On ne peut évidemment pas dire que Dieu "achète" les cieux et la terre. Le verset Qoné chamayim vaarets doit donc signifier autre chose.
Qinyane signifie d'abord "possession". D'une manière générale - sauf pour Dieu - pour posséder il faut avoir d'abord acquis. D'où un sens "dérivé" puisque Dieu ne possède pas seulement les cieux et la terre il les a créés. Pourquoi Avraham dit-il donc Qoné et non Boré ? C'est peut-être qu'il parle devant des gens qui peuvent comprendre l'une des notions mais pas l'autre ? Ou encore qu'il existe des thèses paiennes selon lesquelles les dieux se seraient désintéressés de la terre après l'avoir créée et qu'ils faut donc les amadouer avec des présents pour qu'ils soient propices et favorables. Qoné rétablit donc une relation immédiate entre le monde et le Dieu d'Abraham. De plus, dans le contexte, il s'agit de dire à l'interlocuteur "que peux tu me donner que je ne possède pas déjà puisque je suis au service de Celui qui possède tout et que Lui seul peut me donner".
Par ailleurs, "qinyane" ne désigne pas la transaction commerciale que nous appelons achat ou troc (peu importe qu'on donne pour l'objet ou le terrain ou l'immeuble une valeur monétaire ou un bien en échange). Fixer le prix, payer, établir un contrat, faire signer des témoins, tout cela ne constitue pas encore le qinyane, qui est en fait l'effectuation du "geste du propriétaire", Soulever l'objet, faire marcher l'animal à la manière usuelle, en le tirant ou en le poussant, verrouiller ou déverrouiller la porte, parcourir le domaine.

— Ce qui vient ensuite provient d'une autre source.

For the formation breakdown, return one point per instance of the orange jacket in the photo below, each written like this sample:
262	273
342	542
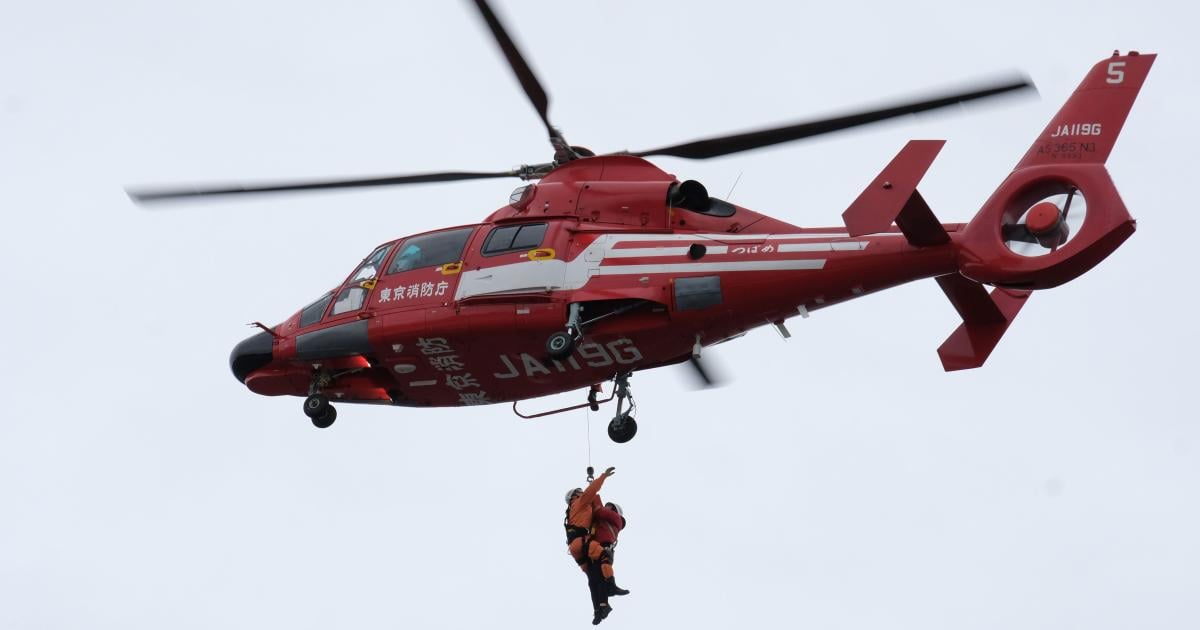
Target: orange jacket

Autrement dit, "faire comme chez soi".
C'est cette expérience d'être acquis à lui-même et qui n'a plus d'effort à faire pour mériter d'être qui est le handicap de Caïn à la naissance. Le monde est à lui, héritier unique, qui tout d'un coup découvre qu'il a un rival avec qui il faudrait partager.
Quand au nid, c'est bien sûr le plus petit "domaine" qui récapitule à la fois la génération, le nid que l'oiseau construit, et la possession.
Et le sentiment éprouvé par celui qui est souffre de ce que possède son prochain, la jalousie est la qinéa.
L'exclusivité de la relation à quelqu'un est sémantiquement proche de cette notion. On pourrait exprimer la distinction - en français - par "être jaloux de" et "être jaloux pour".
Il reste, du point de vue de la méthode, que c'est la première occurrence d'un terme qui contient le principe de sa signification.

NathanninNathan
Dimanche 3 octobre 2004 - 23:00

19377 Ca s'écarte un peu du sujet de mon étude actuelle, mais puisqu'on parle de le Qinea, qu'en est-il du "Dieu jaloux" du Décalogue? Est-ce la traduction adéquate, ou une déformation du message originel?

Moadim le simha

Rav Elyakim Simsovic
Dimanche 10 octobre 2004 - 23:00

Il vaudrait mieux dire "exclusif".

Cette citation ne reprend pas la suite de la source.